But let's get back to that sign. Because behind it was the essence of the message. The entire non-fiction half of the library had been swathed in soft folds of white fabric - think wedding tent - and there was a red walkway lined with sparkling white Christmas lights leading the to the entrance to the parent gala. The entire scene was reminiscent of the red carpet at the Oscars. There was a tuxedoed mannequin bowing in the doorway. I swear.

Our first instruction in the email was: "Write each of your volunteers a thank you note for all of the hard work they've done for you." Hmmmm...I never would have thought of that. It's a good thing they told me. I happily wrote my thank you notes and had them in hand when entering today's luxury soiree.

It was our second instruction that disturbed me: "Wear black pants and a white shirt. You will be the servers for our lunch." Um, sorry.....what? I squinted and reread my direction. They were serious. They expected us to serve the parents as a waitstaff. You can imagine the collective excitement as my team (dressed in our uniforms, of course) entered the twinkling arch and passed into...wonderland. The library had been transformed into a sheer wonderland. The furniture was swathed in yards and yards of soft tulle. Soft, twinking white lights sparkled around the room and over tables to create a soft glow that permeated the atmosphere...the white covered tables had centerpieces comprised of crystal vases containing soft petaled flowers floating gently on the surface. The vases sat on mirrors and were flanked by tall pillar candles flickering in the semi-darkness. It was romantic, really.

After some not-so-subtle staring, we were quickly startled back into reality by the sound of our counselor and assistant principal snapping their fingers for us to hop to it. There were hungry, hard-working parent volunteers waiting to be served. These people people had copied papers and passed out flyers! They were famished! We rushed over to the - catered - lunch and reached for the plates. Which is where I nearly organized a wait staff strike.

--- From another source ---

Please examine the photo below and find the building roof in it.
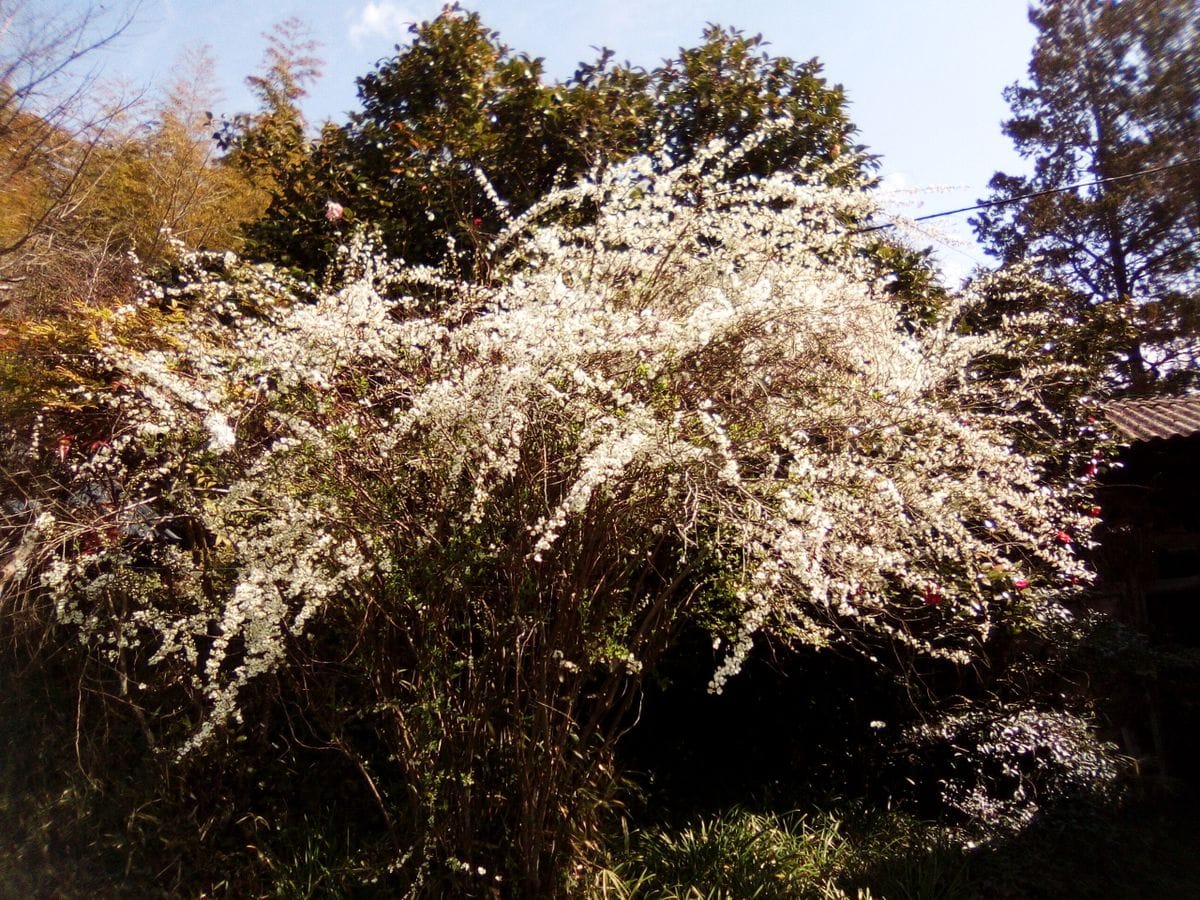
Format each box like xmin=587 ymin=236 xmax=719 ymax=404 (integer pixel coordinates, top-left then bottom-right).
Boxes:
xmin=1104 ymin=397 xmax=1200 ymax=440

There was a stack of large, black, shiny plates and there was a stack of smallish, white, 100-for-a-dollar styrofoam plates. The stacks were explicitly labeled with arrows. An arrow pointed to the black plates reading, "For the parent volunteers" and an arrow pointed to the white plates reading "For the teachers." Was this an intentional act of humiliation directed at the teachers? Could we be belittled in any other manner? Perhaps we could eat in the cafeteria with the kids? Could we shine your shoes while you eat?

I bit my tongue, took a deep breath and began serving. First, I took a drink order and then I filled plates, serving both to my parents, before humbly returning to the serving line to serve my own (white, styrofoam) plate with what remained of the food. All this under the watchful eye of the guidance counselor. The meal was fine, my parents were great, I made innumerable self-deprecating remarks about my humble servitude, but good grief. I had not expected something quite like that. What kind of world am I teaching in? Is this normal? I certainly can't wait to find out what tomorrow's event is. Maybe I'll get to wash parents' cars!

*It is important to note that while I am snarky and sarcastic on my blog, I really am a quite pleasant teacher at school. I do not harm children's psyches and am actually quite loveable.